We can keep the change entirely in arch/arm64 if we set init_mm.pgd to
init_pg_dir before we call early_fixmap_init() in kaslr_early_init() and
setup_arch(). You already switch it back in paging_init().
> diff --git a/arch/arm64/mm/mmu.c b/arch/arm64/mm/mmu.c
> index 2dbb2c9f1ec1..a3b5f1dffb84 100644
> --- a/arch/arm64/mm/mmu.c
> +++ b/arch/arm64/mm/mmu.c
> @@ -628,34 +628,14 @@ static void __init map_kernel(pgd_t *pgdp)
> */
> void __init paging_init(void)
> {
> - phys_addr_t pgd_phys = early_pgtable_alloc();
> - pgd_t *pgdp = pgd_set_fixmap(pgd_phys);
> -
> - map_kernel(pgdp);
> - map_mem(pgdp);
> -
> /*
> - * We want to reuse the original swapper_pg_dir so we don't have to
> - * communicate the new address to non-coherent secondaries in
> - * secondary_entry, and so cpu_switch_mm can generate the address with
> - * adrp+add rather than a load from some global variable.
> - *
> - * To do this we need to go via a temporary pgd.

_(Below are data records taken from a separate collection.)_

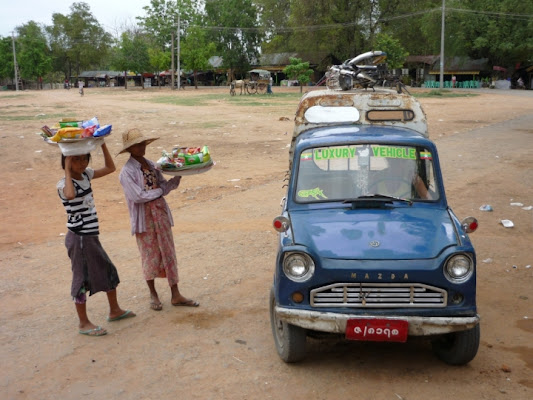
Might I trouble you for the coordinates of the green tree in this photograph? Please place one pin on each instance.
(33, 56)
(234, 30)
(343, 28)
(161, 19)
(7, 69)
(132, 55)
(196, 51)
(159, 61)
(274, 16)
(77, 40)
(297, 69)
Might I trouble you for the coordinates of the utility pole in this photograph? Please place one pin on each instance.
(442, 47)
(179, 68)
(172, 57)
(15, 62)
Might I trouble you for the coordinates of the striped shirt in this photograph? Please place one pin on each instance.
(81, 211)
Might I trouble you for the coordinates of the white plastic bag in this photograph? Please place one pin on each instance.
(80, 147)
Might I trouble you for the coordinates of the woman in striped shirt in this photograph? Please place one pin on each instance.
(92, 270)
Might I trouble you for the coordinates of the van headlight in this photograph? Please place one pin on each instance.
(459, 268)
(298, 267)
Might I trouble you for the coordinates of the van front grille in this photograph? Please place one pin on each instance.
(378, 295)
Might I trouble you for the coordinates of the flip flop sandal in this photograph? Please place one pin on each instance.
(188, 303)
(98, 331)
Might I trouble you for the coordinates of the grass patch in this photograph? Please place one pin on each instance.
(262, 100)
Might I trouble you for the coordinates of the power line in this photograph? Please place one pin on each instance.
(287, 29)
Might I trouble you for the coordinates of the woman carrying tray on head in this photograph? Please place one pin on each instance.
(92, 270)
(150, 217)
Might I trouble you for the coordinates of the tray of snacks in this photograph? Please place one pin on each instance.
(75, 137)
(186, 161)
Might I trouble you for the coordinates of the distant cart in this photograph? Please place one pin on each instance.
(257, 80)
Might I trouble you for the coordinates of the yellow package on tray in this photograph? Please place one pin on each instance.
(186, 161)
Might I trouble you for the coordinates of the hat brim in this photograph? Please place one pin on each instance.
(136, 141)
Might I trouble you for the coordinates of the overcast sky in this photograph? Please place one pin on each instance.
(111, 14)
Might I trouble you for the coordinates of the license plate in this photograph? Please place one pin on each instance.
(377, 330)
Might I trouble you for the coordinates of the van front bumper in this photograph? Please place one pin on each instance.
(336, 322)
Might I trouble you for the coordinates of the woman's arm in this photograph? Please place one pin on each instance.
(134, 191)
(109, 164)
(69, 191)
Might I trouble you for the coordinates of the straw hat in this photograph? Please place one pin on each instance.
(134, 136)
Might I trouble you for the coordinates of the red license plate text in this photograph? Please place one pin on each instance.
(377, 330)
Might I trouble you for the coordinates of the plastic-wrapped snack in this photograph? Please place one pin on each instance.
(91, 122)
(73, 124)
(47, 132)
(103, 131)
(167, 162)
(192, 155)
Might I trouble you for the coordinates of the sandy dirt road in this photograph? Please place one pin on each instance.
(226, 249)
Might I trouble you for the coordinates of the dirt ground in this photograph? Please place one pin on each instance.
(226, 251)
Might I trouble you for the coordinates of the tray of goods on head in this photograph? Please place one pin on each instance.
(185, 161)
(76, 137)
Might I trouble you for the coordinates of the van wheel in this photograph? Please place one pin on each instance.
(457, 348)
(289, 339)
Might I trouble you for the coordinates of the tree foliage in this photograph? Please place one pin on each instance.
(161, 20)
(7, 69)
(196, 51)
(396, 54)
(33, 55)
(233, 26)
(324, 31)
(299, 70)
(132, 53)
(77, 40)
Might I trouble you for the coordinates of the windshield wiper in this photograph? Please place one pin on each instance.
(375, 198)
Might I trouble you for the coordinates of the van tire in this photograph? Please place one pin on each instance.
(457, 348)
(289, 339)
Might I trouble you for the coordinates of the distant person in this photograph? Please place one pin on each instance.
(150, 217)
(92, 270)
(270, 82)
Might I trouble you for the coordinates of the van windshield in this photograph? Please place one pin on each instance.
(339, 173)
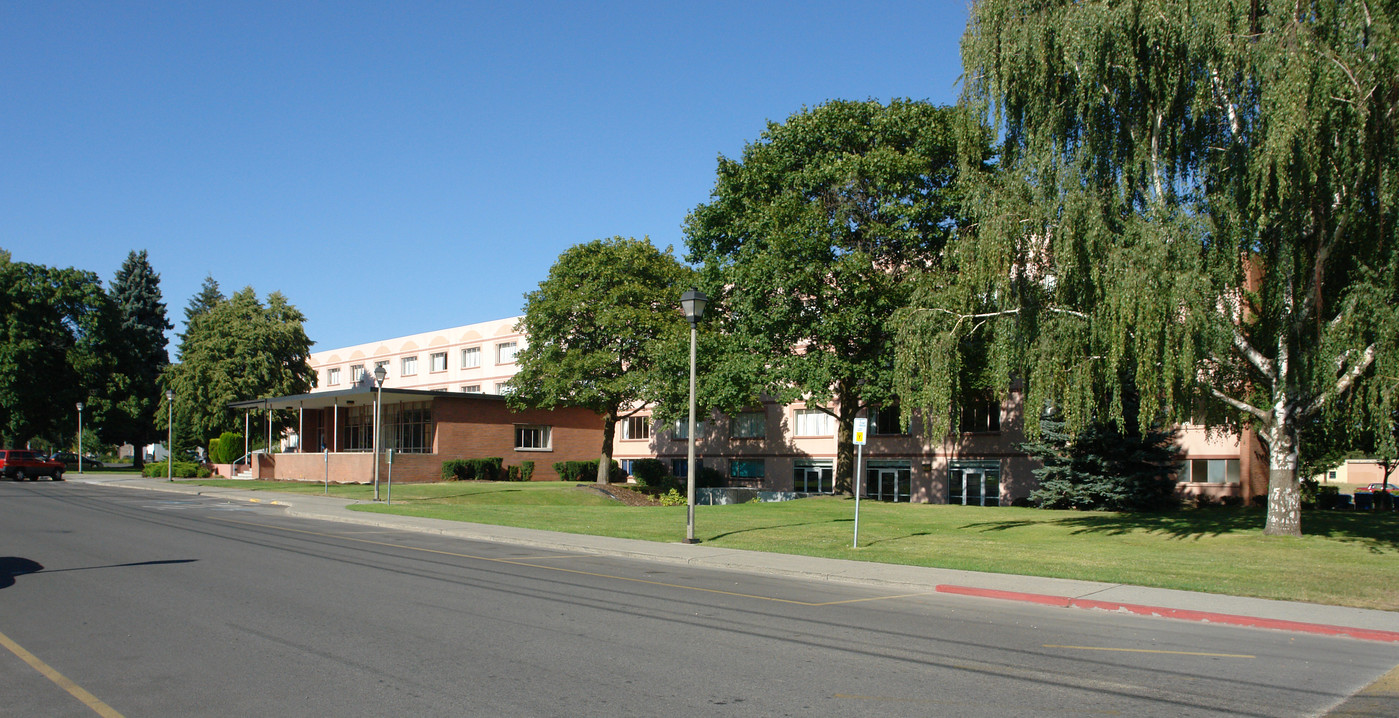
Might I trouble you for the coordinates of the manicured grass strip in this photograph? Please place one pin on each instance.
(1345, 557)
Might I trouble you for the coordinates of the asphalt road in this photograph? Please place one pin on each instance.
(144, 603)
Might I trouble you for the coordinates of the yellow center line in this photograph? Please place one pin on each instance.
(523, 563)
(59, 679)
(1145, 651)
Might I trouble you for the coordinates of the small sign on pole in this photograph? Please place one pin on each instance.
(861, 427)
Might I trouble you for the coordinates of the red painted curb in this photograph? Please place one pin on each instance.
(1364, 634)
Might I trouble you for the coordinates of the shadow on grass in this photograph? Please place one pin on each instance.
(1378, 531)
(778, 526)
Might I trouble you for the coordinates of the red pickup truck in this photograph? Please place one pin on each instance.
(24, 463)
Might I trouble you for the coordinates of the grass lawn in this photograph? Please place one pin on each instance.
(1345, 557)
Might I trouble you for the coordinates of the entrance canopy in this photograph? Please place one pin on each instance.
(363, 395)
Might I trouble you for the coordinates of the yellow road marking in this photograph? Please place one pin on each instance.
(59, 679)
(1145, 651)
(518, 561)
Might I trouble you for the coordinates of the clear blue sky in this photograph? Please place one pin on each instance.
(403, 167)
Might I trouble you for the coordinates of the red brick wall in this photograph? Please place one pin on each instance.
(467, 427)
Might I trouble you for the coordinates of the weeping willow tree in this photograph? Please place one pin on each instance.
(1196, 195)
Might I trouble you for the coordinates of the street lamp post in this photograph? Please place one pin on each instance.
(169, 434)
(80, 437)
(379, 372)
(693, 303)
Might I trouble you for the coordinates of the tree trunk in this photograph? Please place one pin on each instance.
(1284, 496)
(609, 433)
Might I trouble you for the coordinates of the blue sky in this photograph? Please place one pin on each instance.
(403, 167)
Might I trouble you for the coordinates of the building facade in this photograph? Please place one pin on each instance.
(781, 447)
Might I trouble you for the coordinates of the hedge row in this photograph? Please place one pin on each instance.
(586, 472)
(178, 470)
(486, 469)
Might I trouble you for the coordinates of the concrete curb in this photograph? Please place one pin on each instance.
(1201, 616)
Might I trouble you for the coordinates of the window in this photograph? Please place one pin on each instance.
(1209, 470)
(750, 424)
(813, 423)
(532, 438)
(746, 469)
(407, 427)
(974, 483)
(813, 477)
(981, 413)
(635, 427)
(887, 420)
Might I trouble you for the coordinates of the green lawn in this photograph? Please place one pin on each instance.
(1347, 559)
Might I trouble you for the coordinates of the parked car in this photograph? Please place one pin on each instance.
(24, 463)
(72, 461)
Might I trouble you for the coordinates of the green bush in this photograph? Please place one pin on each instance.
(227, 448)
(652, 472)
(178, 470)
(486, 469)
(709, 477)
(585, 472)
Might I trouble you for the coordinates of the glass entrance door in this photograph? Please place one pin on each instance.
(813, 479)
(889, 484)
(974, 486)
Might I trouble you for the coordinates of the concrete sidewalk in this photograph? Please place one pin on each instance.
(1181, 605)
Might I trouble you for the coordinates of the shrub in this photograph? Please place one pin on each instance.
(709, 477)
(652, 472)
(227, 448)
(486, 469)
(178, 470)
(586, 472)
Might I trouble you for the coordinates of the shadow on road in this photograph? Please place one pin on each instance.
(13, 566)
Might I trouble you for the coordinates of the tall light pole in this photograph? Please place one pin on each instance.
(693, 303)
(169, 434)
(80, 437)
(379, 372)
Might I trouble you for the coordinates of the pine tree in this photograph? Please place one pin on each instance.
(140, 353)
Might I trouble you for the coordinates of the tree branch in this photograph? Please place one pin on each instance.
(1238, 405)
(1343, 384)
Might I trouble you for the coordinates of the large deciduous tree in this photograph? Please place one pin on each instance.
(234, 350)
(1196, 195)
(139, 352)
(55, 328)
(807, 242)
(593, 328)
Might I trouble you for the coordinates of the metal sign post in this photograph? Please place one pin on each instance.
(861, 427)
(389, 498)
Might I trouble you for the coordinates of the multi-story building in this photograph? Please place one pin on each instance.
(782, 447)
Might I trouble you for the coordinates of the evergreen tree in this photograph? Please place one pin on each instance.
(139, 352)
(237, 349)
(1103, 468)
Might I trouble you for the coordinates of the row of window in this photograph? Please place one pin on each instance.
(505, 353)
(816, 423)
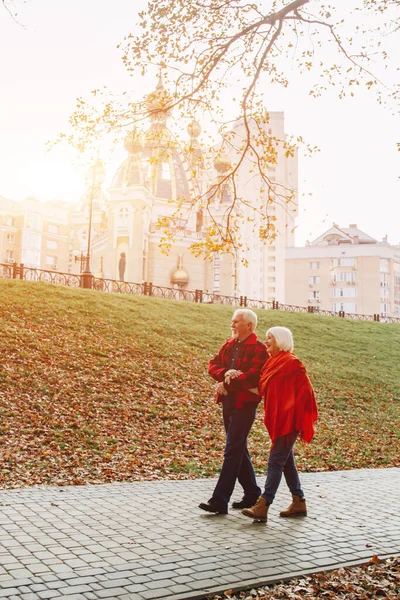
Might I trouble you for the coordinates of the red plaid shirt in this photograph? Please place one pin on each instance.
(252, 356)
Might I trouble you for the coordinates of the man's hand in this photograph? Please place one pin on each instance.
(220, 388)
(232, 374)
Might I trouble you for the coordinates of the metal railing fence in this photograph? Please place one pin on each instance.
(15, 271)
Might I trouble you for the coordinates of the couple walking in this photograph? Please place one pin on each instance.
(246, 370)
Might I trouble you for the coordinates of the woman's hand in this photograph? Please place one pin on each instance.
(232, 374)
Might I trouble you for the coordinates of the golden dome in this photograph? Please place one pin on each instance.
(194, 129)
(134, 142)
(179, 276)
(222, 162)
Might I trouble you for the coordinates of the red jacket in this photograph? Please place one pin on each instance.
(289, 400)
(252, 356)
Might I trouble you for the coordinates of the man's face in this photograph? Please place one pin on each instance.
(240, 328)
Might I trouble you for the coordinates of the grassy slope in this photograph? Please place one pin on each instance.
(97, 387)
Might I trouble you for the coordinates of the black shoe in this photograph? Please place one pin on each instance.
(210, 506)
(244, 503)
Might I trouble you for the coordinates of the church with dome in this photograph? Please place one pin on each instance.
(125, 239)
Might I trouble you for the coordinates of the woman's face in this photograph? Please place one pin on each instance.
(271, 344)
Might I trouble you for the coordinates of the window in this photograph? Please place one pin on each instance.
(384, 265)
(314, 279)
(343, 262)
(343, 292)
(313, 296)
(347, 307)
(30, 257)
(9, 256)
(385, 294)
(33, 221)
(385, 309)
(344, 276)
(51, 261)
(31, 240)
(123, 213)
(165, 171)
(384, 279)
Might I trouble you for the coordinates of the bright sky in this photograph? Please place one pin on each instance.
(67, 48)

> + * Setup final page tables in swapper_pg_dir.
> */
> - cpu_replace_ttbr1(__va(pgd_phys));
> - memcpy(swapper_pg_dir, pgdp, PGD_SIZE);
> - cpu_replace_ttbr1(lm_alias(swapper_pg_dir));
> + map_kernel(swapper_pg_dir);
> + map_mem(swapper_pg_dir);
>
> - pgd_clear_fixmap();
> - memblock_free(pgd_phys, PAGE_SIZE);
> -
> - /*
> - * We only reuse the PGD from the swapper_pg_dir, not the pud + pmd
> - * allocated with it.
> - */
> - memblock_free(__pa_symbol(swapper_pg_dir) + PAGE_SIZE,
> - __pa_symbol(swapper_pg_end) - __pa_symbol(swapper_pg_dir)
> - - PAGE_SIZE);
> + cpu_replace_ttbr1(lm_alias(swapper_pg_dir));
> + init_mm.pgd = swapper_pg_dir;
> }
This is difficult to follow because this patch is doing too much. I think you
could break it into four:
1. Create init_pg_dir, its linker-script changes and boiler-plate
clearing/cleaning/invalidating in head.S. Nothing will use it yet.
2. Make enable_mmu() take the physical address of the ttbr1 page as an argument.
3. Switch head.S to create page tables in init_pg_dir, and trim paging_init as
above.
4. Changes to the linker script and paging_init() to make swapper_pg_dir smaller
so we don't need to memblock_free() it.
This way the page table generation changes and the
boiler-plate-setup/final-cleanup are in separate patches.
Thanks,
James